Monday, 23 April 2012

Why we have made certain decisions

Those reading this blog will more than likely identify with the notion that regardless of how well you think you have anticipated risk or how well you think that you may have put together a project plan, things will not always run the way you had thought. This however is not necessarily a bad thing; it can help to shape the way that you make certain decisions. What may not have been a priority at first can quickly become so and it will probably not be to the detriment of your project. In fact, it can help push it forward a little.

This is something that we have learned with our project (and there will be a follow up post to discuss this further). In this blog post, I'd like to focus on why we have structured our Alumni Profile form in the way that we have.

A quick bit of background; We are in the process of going out to our alumni to ask them to complete our profile form. Alumni are asked a range of questions relating to;

  • The city of Glasgow
  • Their course
  • University life
  • Career experiences/path after Glasgow

Submitted profiles will form part of our Ask our Alumni service, where students can search a bank of profiles based on search criteria of;
  • Profession
  • Industry
  • Country
We are encouraging all of our alumni to become eMentors, so that by providing their LinkedIn url, students are able to contact them to ask for informal careers advice.

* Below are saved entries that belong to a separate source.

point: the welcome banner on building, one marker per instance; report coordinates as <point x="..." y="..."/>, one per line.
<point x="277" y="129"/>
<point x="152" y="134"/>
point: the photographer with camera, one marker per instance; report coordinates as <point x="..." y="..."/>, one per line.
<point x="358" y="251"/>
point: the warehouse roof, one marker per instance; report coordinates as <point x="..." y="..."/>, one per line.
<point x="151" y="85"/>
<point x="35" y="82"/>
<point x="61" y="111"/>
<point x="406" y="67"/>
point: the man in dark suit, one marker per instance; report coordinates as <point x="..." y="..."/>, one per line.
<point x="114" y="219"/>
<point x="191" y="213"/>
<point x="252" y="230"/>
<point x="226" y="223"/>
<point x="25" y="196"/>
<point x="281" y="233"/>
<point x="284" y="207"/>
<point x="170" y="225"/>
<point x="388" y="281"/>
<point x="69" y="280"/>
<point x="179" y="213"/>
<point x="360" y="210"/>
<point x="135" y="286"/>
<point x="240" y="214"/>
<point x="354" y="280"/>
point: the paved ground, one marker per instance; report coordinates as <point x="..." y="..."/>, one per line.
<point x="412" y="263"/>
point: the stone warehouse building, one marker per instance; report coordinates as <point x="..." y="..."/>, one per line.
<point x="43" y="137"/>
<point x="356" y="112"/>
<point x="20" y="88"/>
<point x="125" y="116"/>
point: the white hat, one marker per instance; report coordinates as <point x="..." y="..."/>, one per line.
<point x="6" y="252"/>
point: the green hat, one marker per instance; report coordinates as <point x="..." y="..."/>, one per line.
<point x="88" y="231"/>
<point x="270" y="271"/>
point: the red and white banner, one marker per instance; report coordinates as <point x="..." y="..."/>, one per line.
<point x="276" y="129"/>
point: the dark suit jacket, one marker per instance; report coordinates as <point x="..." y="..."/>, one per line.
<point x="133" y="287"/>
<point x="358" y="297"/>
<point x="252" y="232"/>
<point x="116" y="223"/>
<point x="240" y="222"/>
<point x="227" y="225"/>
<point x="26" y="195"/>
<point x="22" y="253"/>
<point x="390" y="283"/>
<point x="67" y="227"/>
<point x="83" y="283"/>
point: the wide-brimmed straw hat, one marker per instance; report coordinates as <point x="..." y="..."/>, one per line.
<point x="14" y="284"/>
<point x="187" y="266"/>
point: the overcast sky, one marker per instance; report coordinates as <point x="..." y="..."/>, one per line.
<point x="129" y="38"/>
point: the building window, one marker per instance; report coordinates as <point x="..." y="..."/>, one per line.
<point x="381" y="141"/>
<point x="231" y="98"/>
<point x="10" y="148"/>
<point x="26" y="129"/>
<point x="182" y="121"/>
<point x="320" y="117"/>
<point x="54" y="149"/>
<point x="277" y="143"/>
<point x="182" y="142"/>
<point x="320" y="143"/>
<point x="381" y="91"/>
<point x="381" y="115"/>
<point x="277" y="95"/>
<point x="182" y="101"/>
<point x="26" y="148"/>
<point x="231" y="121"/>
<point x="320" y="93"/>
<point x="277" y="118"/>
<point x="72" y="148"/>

As you can see from the profile form, we decided as a project team to ask a lot of questions. We did so because we hope to use the information provided not only for the benefit of students, but also to use in university publications and promotional materials both printed and online. It's hoped that the positive messages and experiences of our alumni can assist the university in its domestic and international recruitment efforts. Alumni do not have to answer all of the questions but they are encouraged to do so.

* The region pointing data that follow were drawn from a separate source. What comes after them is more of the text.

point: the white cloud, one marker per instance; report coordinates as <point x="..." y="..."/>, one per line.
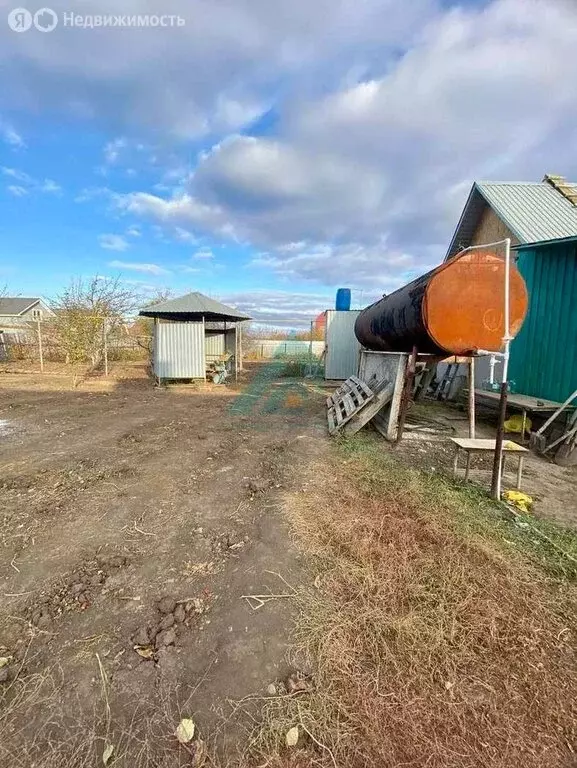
<point x="50" y="186"/>
<point x="30" y="184"/>
<point x="203" y="254"/>
<point x="11" y="137"/>
<point x="113" y="242"/>
<point x="244" y="51"/>
<point x="282" y="309"/>
<point x="17" y="190"/>
<point x="363" y="184"/>
<point x="112" y="150"/>
<point x="183" y="236"/>
<point x="150" y="269"/>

We have deliberately structured the questions to map the journey from undergraduate, to graduation and then life beyond that to ensure that students, regardless of what year group they belong to can take away the information and guidance that is relevant or important to them at that time. What a student determines to be useful infomation when studying in year two can be very much different to a final year student.

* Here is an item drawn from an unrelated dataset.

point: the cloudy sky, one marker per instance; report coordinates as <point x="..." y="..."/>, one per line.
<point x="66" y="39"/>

As mentioned previously, we are in the process of identifying both domestic and international alumni to complete our profile form to build up a bank of profiles. We will pilot our student mini-site and search functionality with a small group of students and also follow the progress that they make contacting alumni for informal careers advice before full launch of the service.

Thanks for reading and if you have any questions, please do comment!



  1. To me this seems really promising.

    How will you analyse the results that come in, especially those open text boxes?

  2. Hi Peter,

    Thanks for replying!

    It will be quite straightforward to measure the results of this, particularly with the pilot group. We are able to meaure click through rates and conversion rates through NetCommunity. Once the profile is submitted, it is slightly clunky on our side in exporting the information into Raiser's Edge (this is a good example of utilising the systems that we have in place at the moment, rather than building something specific and also making the experience better for the user, rather than designing it to make our working processes easier), however, once that information is in there, it's easily exported and reportable.

    For example, yesterday we sent out 67 follow-up responses to alumni who attended recent events in Asia.

    33 opened the email
    12 clicked through to the profile form
    4 alumni started to fill out the form
    3 alumni completed it
    2 alumni provided a LinkedIn url and have become e-Mentors

    That gives a overall fulfilment rate of about 12%.

    The free text boxes will obviously be more difficult and subjective. There are obviously no 'correct' answers that an alumni can submit, but we obviously have in mind what we might consider a good profile response.

    We can however measure what questions are proving more successful in terms of generating responses than others and then look to measure this against feedback from students (asking them which sections they found the most useful information in).